Aside from firms focused exclusively on health care, Chicago-based Waud Capital Partners, which invests in health care as well as business services, raised $1.06 billion last month. The city’s biggest private-equity firms, GTCR and Madison Dearborn Partners, also invest in health care as well as other sectors. “That dynamic landscape creates a lot of opportunities to invest in,” says Dean Mihas, the managing director who leads GTCR health care investing.

Returns for the firms focused exclusively on health care investments have been strong at Water Street Healthcare Partners and Cressey in the case of two funds, though others have sometimes underperformed their benchmarks, according to the limited return data available from Seattle-based Pitchbook Data, which tracks such investing. Nonetheless, “sector specialists,” including those in health care, tend to outperform private-equity generalists, according to a 2014 study by Boston-based industry consultant Cambridge Associates.
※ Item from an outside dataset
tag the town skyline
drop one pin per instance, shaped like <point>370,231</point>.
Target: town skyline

Some storied Chicago private-equity generalists, including Willis Stein and CHS Capital, unraveled in the wake of the recession, though none in the health care coterie folded. On the contrary, new health care specialists such as Shore Capital emerged.
It was founded in 2009 and did one-off deals until raising its first fund in 2014, attracting $112.5 million. It bought 10 companies last year and sold one, says Justin Ishbia, the firm’s founding partner. “There’s a lot of capital out there right now,” he says. Similarly, Water Street bought eight companies and sold two over the past year.

Private-equity firms last year engaged in a record 504 transactions, the highest in 10 years. The $66 billion spent was the third-highest amount in the same period, suggesting more deals in the middle-market range that is the sweet spot for the Chicago-area firms.
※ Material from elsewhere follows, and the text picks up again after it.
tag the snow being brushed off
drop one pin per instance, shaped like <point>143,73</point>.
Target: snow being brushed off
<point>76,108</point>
Still, Linden was often priced out of the market as competition and prices rose, leaving it with just two transactions last year, says Brian Miller, a managing partner at the firm. “2015 for many firms was tough,” he told attendees at a Transactions Advisors mergers and acquisitions conference in Chicago this month.

Flush with new funds, the firms will be eager for more stable conditions this year.